Study design
This was a retrospective medical records study of children (0-16 years)
diagnosed with ALL at MTRH from January 2017 to December 2020. We
included all children with a diagnosis of ALL, regardless of their
clinical condition, before the initiation of treatment. Previous medical
record data before (2010-2016) modification of induction therapy, with
improved social and financial support and supportive care, was available
for comparison.
Socio-demographic data, including age, gender, the distance of residence
from MTRH, and duration of symptoms, had been collected at diagnosis for
the current cohort (2017-2020) and was available. In addition, we
obtained data on health insurance status and treatment outcomes from the
medical records. We recorded treatment outcomes as abandonment, death,
relapsed or progressive disease, and event-free. Additional clinical
data for the current cohort (2017-2020) included:
white blood cell (WBC) count at
diagnosis, ALL immunophenotype, and central nervous system (CNS) disease
status. We determined survival through induction and the survival
estimates by WBC, sex, age at diagnosis, health insurance status (NHIF)
at diagnosis, event-free and overall survival.
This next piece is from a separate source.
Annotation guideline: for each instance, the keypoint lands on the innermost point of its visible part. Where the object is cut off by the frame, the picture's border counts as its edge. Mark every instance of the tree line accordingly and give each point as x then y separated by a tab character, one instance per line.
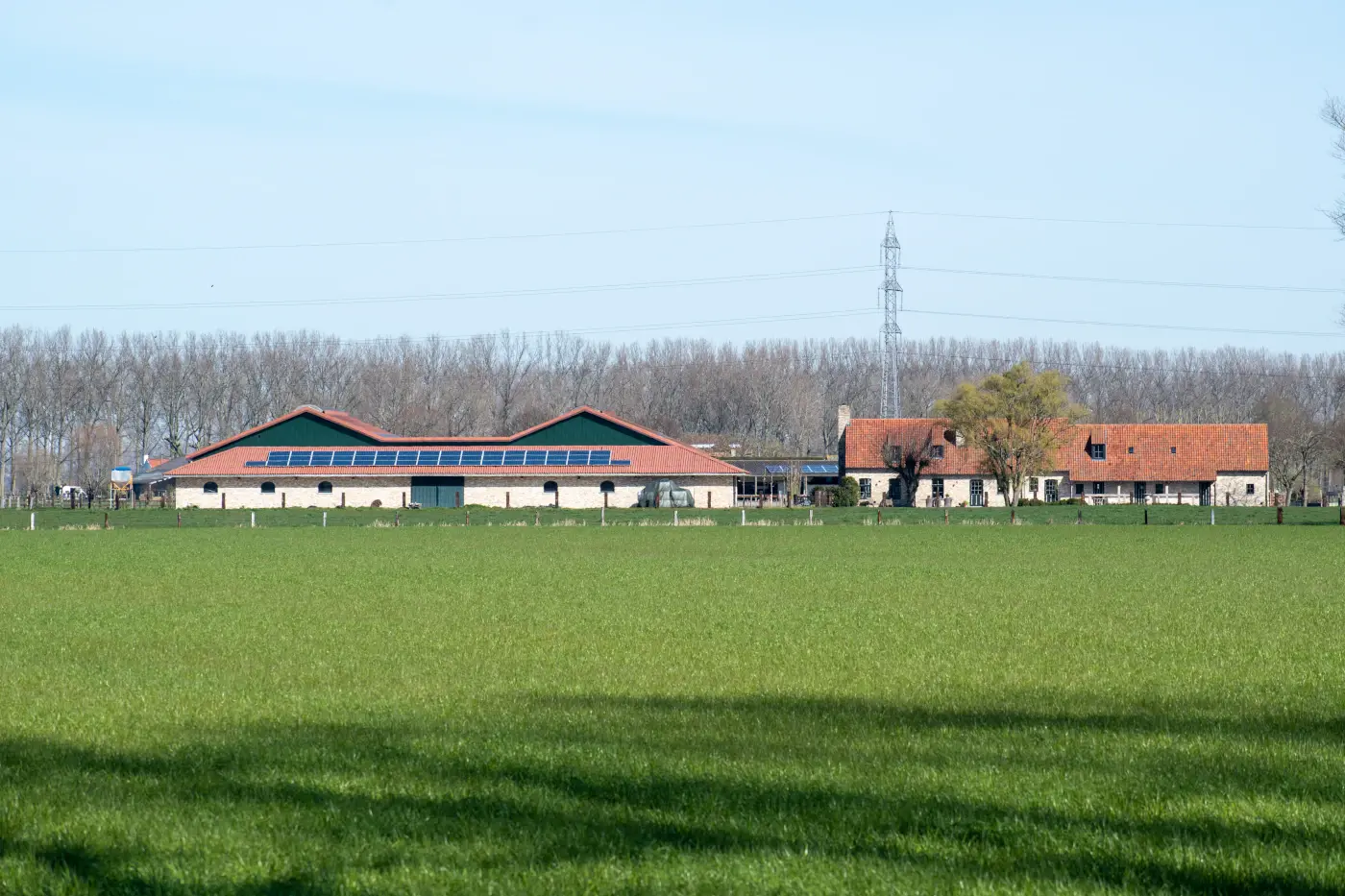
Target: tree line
76	403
The children with ALL at MTRH were treated with a modification of the
Dutch Oncology Group ALL-6 Study (1984-1988) therapy for non-high-risk
ALL.14 All patients received the same standard
protocol without risk stratification and consisted of induction (6
weeks), consolidation (2 weeks), methotrexate phase (7 weeks),
re-induction (3 weeks), and maintenance therapy (83 weeks). For this
cohort study (2017-2020), doxorubicin was dropped from the induction
phase) as the supply of vincristine, prednisone, and especially
L-asparaginase was improved. The additional modification included
intensified L-asparaginase therapy and a fourth high-dose methotrexate.
The duration of ALL treatment lasts for 104 weeks (supplementary
material, TABLE S1).
The diagnosis of ALL was made based on a bone marrow examination by the
pathologists. Due to financial constraints, the use of flow cytometry to
further confirm the diagnosis and determine ALL immunophenotypes could
only be done in some patients.
Refusal to start or continue with planned treatment for four or more
weeks consecutively was considered treatment
abandonment.9,15 Induction or early deaths were those
that occurred before the start of treatment or during induction
(<42 days from the start of treatment).3,9Deaths that occurred before the start of treatment or following
relapsed/progressive leukemia were deemed to be disease-related. The
deaths that occurred after treatment was initiated were deemed to be
treatment-related. The clinical signs and symptoms and the presence of
lymphoblasts on bone marrow aspirate or peripheral blood smear confirmed
the relapsed disease). CNS involvement was evaluated through
cerebral-spinal fluid examination, which was reported as positive or
negative.
This study was approved by the Institutional research and ethics
committee of MTRH and Moi University.